Question 1 What is a “polynomial differential operator $P(\partial)$'' over a group $G$? I am vaguely aware that groups of the form $G$ are the abelian Lie groups that are compactly-generated (cf. [3]). Therefore, I assume there must exist a robust-notion of differentiability of functions over these groups. Still I do not know how differential operators on function spaces over discrete groups such as $\mathbb{Z}^c$ or $F$ should be defined.
Question 2 Why does $P(\partial)$ have to be a polynomial differential operator only in the $\mathbb{R}^a\times \mathbb{Z}^c$ variables.

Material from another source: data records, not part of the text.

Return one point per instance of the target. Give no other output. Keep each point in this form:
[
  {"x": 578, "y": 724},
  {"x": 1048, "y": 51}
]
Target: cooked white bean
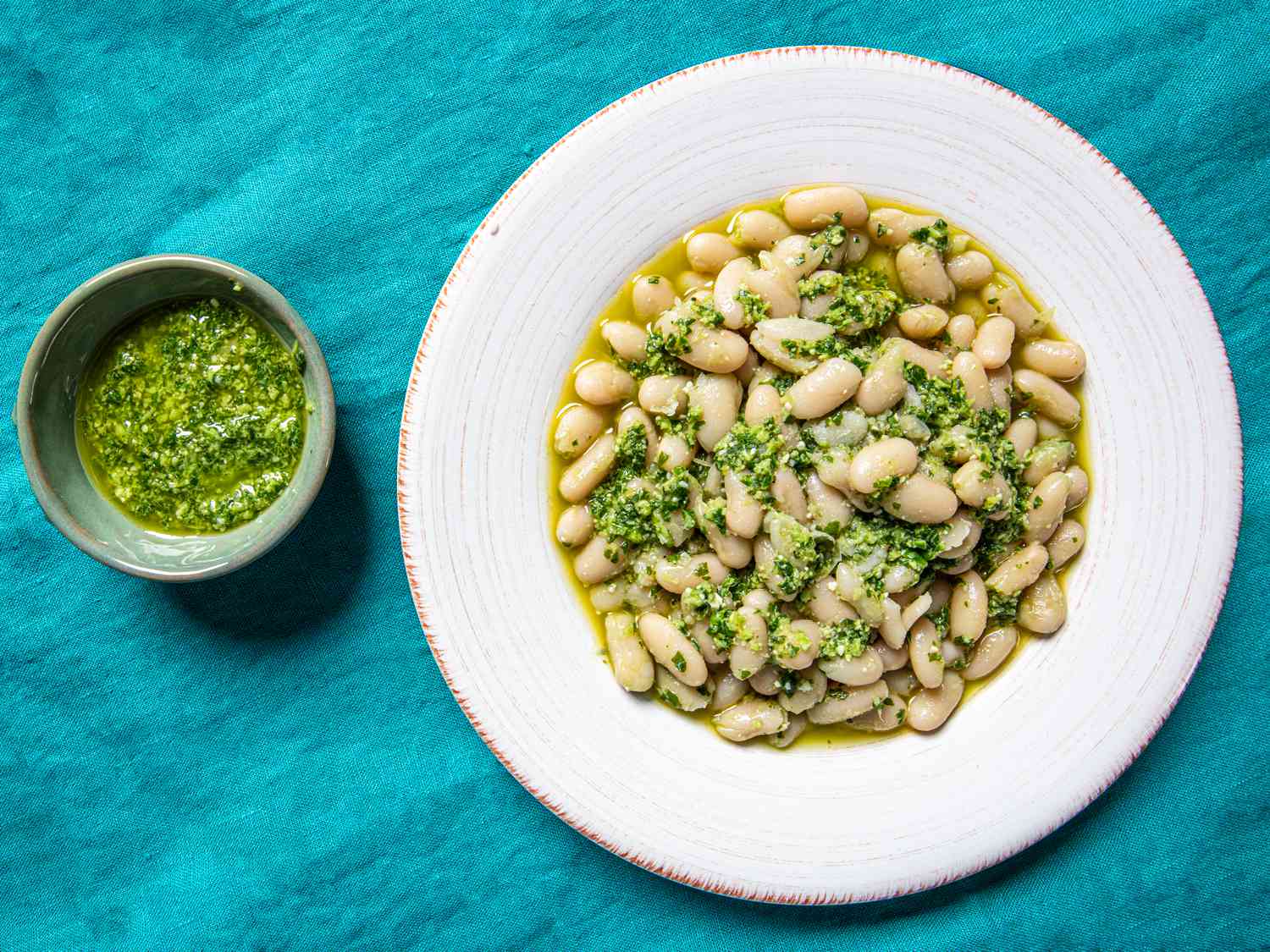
[
  {"x": 718, "y": 396},
  {"x": 672, "y": 649},
  {"x": 650, "y": 294},
  {"x": 1046, "y": 505},
  {"x": 886, "y": 718},
  {"x": 597, "y": 561},
  {"x": 826, "y": 507},
  {"x": 884, "y": 385},
  {"x": 921, "y": 273},
  {"x": 577, "y": 428},
  {"x": 574, "y": 526},
  {"x": 892, "y": 228},
  {"x": 1080, "y": 487},
  {"x": 930, "y": 707},
  {"x": 726, "y": 289},
  {"x": 841, "y": 703},
  {"x": 990, "y": 652},
  {"x": 769, "y": 338},
  {"x": 1019, "y": 570},
  {"x": 978, "y": 485},
  {"x": 632, "y": 664},
  {"x": 884, "y": 459},
  {"x": 665, "y": 395},
  {"x": 825, "y": 388},
  {"x": 962, "y": 330},
  {"x": 673, "y": 451},
  {"x": 1043, "y": 606},
  {"x": 1058, "y": 360},
  {"x": 1064, "y": 543},
  {"x": 970, "y": 269},
  {"x": 809, "y": 690},
  {"x": 625, "y": 339},
  {"x": 922, "y": 322},
  {"x": 675, "y": 693},
  {"x": 748, "y": 652},
  {"x": 709, "y": 251},
  {"x": 1051, "y": 398},
  {"x": 751, "y": 718},
  {"x": 924, "y": 654},
  {"x": 792, "y": 733},
  {"x": 922, "y": 500},
  {"x": 588, "y": 470},
  {"x": 787, "y": 494},
  {"x": 1001, "y": 380},
  {"x": 757, "y": 228},
  {"x": 969, "y": 370},
  {"x": 728, "y": 691},
  {"x": 830, "y": 205},
  {"x": 968, "y": 608},
  {"x": 676, "y": 574},
  {"x": 1008, "y": 301},
  {"x": 853, "y": 672},
  {"x": 602, "y": 382},
  {"x": 995, "y": 342},
  {"x": 1023, "y": 436}
]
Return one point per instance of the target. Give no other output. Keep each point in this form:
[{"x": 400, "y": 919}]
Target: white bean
[
  {"x": 709, "y": 251},
  {"x": 924, "y": 654},
  {"x": 1058, "y": 360},
  {"x": 921, "y": 273},
  {"x": 853, "y": 672},
  {"x": 650, "y": 294},
  {"x": 718, "y": 395},
  {"x": 757, "y": 228},
  {"x": 995, "y": 342},
  {"x": 968, "y": 608},
  {"x": 726, "y": 286},
  {"x": 577, "y": 428},
  {"x": 884, "y": 459},
  {"x": 823, "y": 390},
  {"x": 588, "y": 470},
  {"x": 922, "y": 322},
  {"x": 602, "y": 382},
  {"x": 1064, "y": 543},
  {"x": 1019, "y": 570},
  {"x": 922, "y": 500},
  {"x": 574, "y": 526},
  {"x": 1043, "y": 606},
  {"x": 930, "y": 707},
  {"x": 675, "y": 693},
  {"x": 632, "y": 664},
  {"x": 625, "y": 339},
  {"x": 990, "y": 652},
  {"x": 830, "y": 205},
  {"x": 672, "y": 649},
  {"x": 970, "y": 269},
  {"x": 840, "y": 703},
  {"x": 751, "y": 718},
  {"x": 1046, "y": 507},
  {"x": 594, "y": 563}
]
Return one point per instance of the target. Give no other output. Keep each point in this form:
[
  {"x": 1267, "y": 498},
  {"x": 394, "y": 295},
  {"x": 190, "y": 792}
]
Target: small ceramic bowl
[{"x": 45, "y": 416}]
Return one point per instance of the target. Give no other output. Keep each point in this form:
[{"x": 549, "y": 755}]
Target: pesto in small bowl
[{"x": 192, "y": 416}]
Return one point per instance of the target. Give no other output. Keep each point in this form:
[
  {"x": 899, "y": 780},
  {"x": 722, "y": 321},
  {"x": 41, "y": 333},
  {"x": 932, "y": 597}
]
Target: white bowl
[{"x": 1061, "y": 723}]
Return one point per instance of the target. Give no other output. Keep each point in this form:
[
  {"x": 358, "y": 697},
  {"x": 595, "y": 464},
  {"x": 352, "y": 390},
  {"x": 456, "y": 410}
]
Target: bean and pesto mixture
[
  {"x": 192, "y": 418},
  {"x": 825, "y": 474}
]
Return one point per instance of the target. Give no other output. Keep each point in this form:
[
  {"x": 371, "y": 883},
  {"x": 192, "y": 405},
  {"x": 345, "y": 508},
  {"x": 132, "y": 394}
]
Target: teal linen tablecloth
[{"x": 273, "y": 759}]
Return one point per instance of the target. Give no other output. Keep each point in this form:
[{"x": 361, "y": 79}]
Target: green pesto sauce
[{"x": 192, "y": 418}]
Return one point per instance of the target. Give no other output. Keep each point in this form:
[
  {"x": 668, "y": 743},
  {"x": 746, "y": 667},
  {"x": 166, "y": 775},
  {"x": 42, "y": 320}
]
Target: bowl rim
[
  {"x": 322, "y": 393},
  {"x": 1080, "y": 799}
]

I do not understand why $\mathbb{T}^b$ and $F$ are not mentioned. Does it perhaps something to do with compactness?
Related posts.
I have opened another post asking questions about an alternative equivalent way to define the Schwartz-Bruhat space via functions of rapid decay. Also, my first question seems to be related to this question.
Best Answer
I strongly recommend you to read the François Bruhat paper, that Osborne cites. For an arbitrary locally compact (not necessarily abelian) group $G$ Bruhat defines smooth function $\varphi:G\to{\mathbb C}$ as the one that can be locally represented as a composition $$ \varphi=\psi\circ\pi $$ where $\pi:G\to H$ is a continuous homomorphism into a Lie group $H$, and $\psi:H\to{\mathbb C}$ is a "usual" smooth function on $H$ (considered as a smooth manifold). (Actually, this is the definition for the so-called LP-groups, and the general definition becomes obvious after that.)
Bruhat describes the most important properties of the space ${\mathcal E}(G)$ of smooth functions on $G$ (it is not obvious, for example, that ${\mathcal E}(G)$ is always dense in ${\mathcal C}(G)$). As far as I remember, he gives also a definition of a differential operator on $G$, but I am not sure, anyway you can also take a look at my paper, where differential operators on $G$ are defined as linear maps $$ D:{\mathcal E}(G)\to {\mathcal E}(G) $$
which preserve the support of functions: $$ \text{supp}(D\varphi)\subseteq \text{supp}\ \varphi,\qquad \varphi\in {\mathcal E}(G). $$ ($\text{supp}\ \varphi$ is the set of points in $G$ where the germ of $\varphi$ is non-zero). One can prove (see again my paper) that every such operator has unique decomposition $$ D=\sum_{\alpha\in{\mathbb N}_I}\xi_\alpha\cdot\partial e_\alpha, $$ where $I$ is the set of indices (in general, infinite) for a given basis $\{e_i;\ i\in I\}$ in the tangent space $T_1(G)$ (=Lie algebra of $G$), ${\mathbb N}_I$ the set of multi-indices over $I$, $\partial e_\alpha$ are the corresponding translation-invariant differential operators on $G$, and $\xi_\alpha$ are some smooth functions on $G$ (defined by $D$).
$D$ is called a polynomial differential operator, if the coefficients $\xi_\alpha$ are polynomials, i.e. usual polynomials of finite sets of real characters $\chi:G\to{\mathbb R}$ (see Hewitt-Ross; obviously, each polynomial on ${\mathbb R}^a\times {\mathbb T}^b\times {\mathbb Z}^c \times F$ vanishes on ${\mathbb T}^b$ and $F$).
Using these notions one can define the Schwartz-Bruhat space ${\mathcal S}(H)$ on an abelian Lie group $H$ as consisting of smooth functions $\psi:H\to{\mathbb C}$ with compactly generated support and with the property $$ \sup_{x\in H}|D\psi(x)|<\infty, $$ for every polynomial differential operator $D$ on $H$. And if $G$ is an arbitrary locally compact abelian group (not necessarily a Lie group) then the space ${\mathcal S}(G)$ is defined as the direct limit (=union) of the spaces ${\mathcal S}(H)$ where $H$ runs through all Lie quotient groups of $G$: $$ {\mathcal S}(G)=\bigcup_H {\mathcal S}(H). $$ I believe this is equivalent to Osborne's definitions. By $K^m$ he means, I think, the $m$-th power of a set $K\subseteq G$, defined by induction $$ K^1=K,\qquad K^{m+1}=K^m\cdot K, $$ where $A\cdot B=\{a\cdot b;\ a\in A,\ b\in B\}$ (this is for your new post).